Bei jeder Satzungs­än­de­rung wird die Gemein­nüt­zig­keit durch das Finanzamt erneut auf den Prüfstand gestellt. Ob es sich dabei nur um eine scheinbar gering­fü­gige Änderung handelt, spielt keine Rolle. Die alte Satzung gilt nicht mehr, die Neufas­sung muss alle aktuellen Anfor­de­rungen an die Gemein­nüt­zig­keit erfüllen. Das Risiko einer Aberken­nung ist dabei erheblich: Oft können hier Details entschei­dend sein.

Wir helfen Ihnen gern bei der sicheren Neuge­stal­tung Ihrer Vereins­sat­zung oder des Gesellschaftsvertrages.

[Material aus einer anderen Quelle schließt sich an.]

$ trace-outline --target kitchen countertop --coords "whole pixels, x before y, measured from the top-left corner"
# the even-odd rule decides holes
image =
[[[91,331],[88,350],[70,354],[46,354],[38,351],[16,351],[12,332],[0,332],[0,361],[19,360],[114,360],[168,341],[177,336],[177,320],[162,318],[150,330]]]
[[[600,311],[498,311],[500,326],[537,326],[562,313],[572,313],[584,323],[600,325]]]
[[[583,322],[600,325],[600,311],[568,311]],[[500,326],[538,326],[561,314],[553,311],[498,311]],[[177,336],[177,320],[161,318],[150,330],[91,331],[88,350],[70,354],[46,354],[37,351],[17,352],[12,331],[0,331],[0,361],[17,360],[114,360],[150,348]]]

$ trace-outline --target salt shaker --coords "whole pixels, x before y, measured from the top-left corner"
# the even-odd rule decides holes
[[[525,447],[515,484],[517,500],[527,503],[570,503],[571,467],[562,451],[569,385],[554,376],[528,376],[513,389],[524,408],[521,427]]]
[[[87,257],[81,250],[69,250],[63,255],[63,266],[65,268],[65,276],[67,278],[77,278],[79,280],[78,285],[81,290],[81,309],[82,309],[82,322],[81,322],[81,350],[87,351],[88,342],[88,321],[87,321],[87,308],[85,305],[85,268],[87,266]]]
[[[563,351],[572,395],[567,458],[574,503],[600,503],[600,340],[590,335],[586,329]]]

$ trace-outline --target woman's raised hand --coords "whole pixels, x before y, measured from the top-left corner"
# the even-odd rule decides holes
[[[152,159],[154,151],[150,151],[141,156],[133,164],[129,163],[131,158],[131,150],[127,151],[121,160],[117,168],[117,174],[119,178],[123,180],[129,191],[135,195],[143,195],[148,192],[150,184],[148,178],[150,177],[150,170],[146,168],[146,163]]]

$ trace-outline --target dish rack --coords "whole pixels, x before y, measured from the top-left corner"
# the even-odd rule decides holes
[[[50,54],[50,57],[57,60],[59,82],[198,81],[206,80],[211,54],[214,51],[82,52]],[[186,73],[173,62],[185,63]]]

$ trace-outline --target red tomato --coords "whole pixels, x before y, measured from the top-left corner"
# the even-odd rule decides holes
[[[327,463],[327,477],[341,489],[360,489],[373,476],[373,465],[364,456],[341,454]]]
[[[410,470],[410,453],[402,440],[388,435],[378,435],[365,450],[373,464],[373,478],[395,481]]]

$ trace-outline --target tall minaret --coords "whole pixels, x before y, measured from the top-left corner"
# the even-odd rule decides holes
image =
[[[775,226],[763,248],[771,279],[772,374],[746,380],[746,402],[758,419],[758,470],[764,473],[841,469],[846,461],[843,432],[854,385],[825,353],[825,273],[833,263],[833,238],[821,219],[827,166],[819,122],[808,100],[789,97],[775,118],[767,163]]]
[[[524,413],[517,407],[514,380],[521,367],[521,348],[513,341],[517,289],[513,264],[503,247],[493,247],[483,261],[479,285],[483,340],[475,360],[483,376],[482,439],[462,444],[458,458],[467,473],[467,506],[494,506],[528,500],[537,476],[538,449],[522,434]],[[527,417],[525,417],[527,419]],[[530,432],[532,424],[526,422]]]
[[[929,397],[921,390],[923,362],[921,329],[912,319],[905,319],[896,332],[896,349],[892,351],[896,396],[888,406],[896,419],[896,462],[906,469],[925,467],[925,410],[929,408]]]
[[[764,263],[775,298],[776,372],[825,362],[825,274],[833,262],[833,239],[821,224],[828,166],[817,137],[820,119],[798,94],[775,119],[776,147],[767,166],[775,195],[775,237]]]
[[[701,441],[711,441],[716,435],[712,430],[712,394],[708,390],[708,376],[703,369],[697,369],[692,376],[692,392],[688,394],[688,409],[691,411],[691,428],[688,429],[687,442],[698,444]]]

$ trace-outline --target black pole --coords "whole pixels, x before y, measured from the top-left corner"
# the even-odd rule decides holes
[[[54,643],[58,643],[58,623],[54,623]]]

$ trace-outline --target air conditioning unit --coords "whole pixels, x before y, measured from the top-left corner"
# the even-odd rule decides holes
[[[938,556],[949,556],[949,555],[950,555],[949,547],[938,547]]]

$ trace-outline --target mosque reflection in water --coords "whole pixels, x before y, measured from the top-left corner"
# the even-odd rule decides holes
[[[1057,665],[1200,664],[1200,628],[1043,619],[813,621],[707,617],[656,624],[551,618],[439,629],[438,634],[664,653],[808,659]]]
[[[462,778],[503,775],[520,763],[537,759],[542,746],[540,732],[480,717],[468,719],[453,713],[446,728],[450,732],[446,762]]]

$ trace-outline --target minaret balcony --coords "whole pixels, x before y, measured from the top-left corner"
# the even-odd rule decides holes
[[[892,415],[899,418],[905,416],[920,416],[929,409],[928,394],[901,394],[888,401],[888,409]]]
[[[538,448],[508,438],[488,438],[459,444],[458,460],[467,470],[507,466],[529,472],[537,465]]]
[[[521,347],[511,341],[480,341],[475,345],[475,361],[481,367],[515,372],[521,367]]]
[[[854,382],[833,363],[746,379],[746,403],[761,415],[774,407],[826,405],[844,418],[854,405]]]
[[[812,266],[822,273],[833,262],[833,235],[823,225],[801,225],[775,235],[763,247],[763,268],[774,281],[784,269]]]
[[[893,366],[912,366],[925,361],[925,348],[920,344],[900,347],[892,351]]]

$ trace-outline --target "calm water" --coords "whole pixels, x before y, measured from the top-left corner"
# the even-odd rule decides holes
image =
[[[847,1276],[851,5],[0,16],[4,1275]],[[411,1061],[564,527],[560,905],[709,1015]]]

Bei geplanten Ände­rungen Ihrer Satzung empfehlen wir Ihnen folgendes Vorgehen:

IQ

  • Sie über­senden uns die zu ändernde Satzung /​Gesell­schafts­ver­trag.
  • Wir unter­stützen Sie bei den Formu­lie­rung und beraten Sie über sinnvolle Ergänzungen.
  • Anschlie­ßend prüfen wir die gesamte Satzung dahin­ge­hend, ob die Voraus­set­zungen für die Aner­ken­nung der Gemein­nüt­zig­keit gegeben sind.

(Anwalt)

  • Sollen in der Satzung noch zivil­recht­liche Aspekte (Haftung, Ladungs­fristen, Organe etc.) geändert werden, empfehlen wir Ihnen einen Anwalt für Gesell­schafts­recht aus unserem Netzwerk hinzuzuziehen.

Finanzamt

  • Das Finanzamt prüft die die Satzung vorab und gibt uns bereits vor Beschluss­fas­sung grünes Licht. Dieser Schritt ist besonders wichtig, denn eine beschlos­sene Satzung gilt! Erst wenn wir die Bestä­ti­gung haben, kann die Satzung auch der Mitglie­der­ver­samm­lung vorstellt werden.

Mitgliederversammlung

  • Sie können die Satzung nun auf der Gesell­schaf­ter­ver­samm­lung oder Mitglie­der­ver­samm­lung beschließen.

Notar

  • Die Satzung wird durch Sie beim Notar zur Eintra­gung beim Regis­ter­ge­richt eingereicht.

IQ

  • Die Satzung wird durch uns nun zusammen mit dem Protokoll der Mitglie­der­ver­samm­lung beim Finanzamt einge­reicht. Dieses erlässt dann einen offi­zi­ellen Bescheid zur Anerkennung.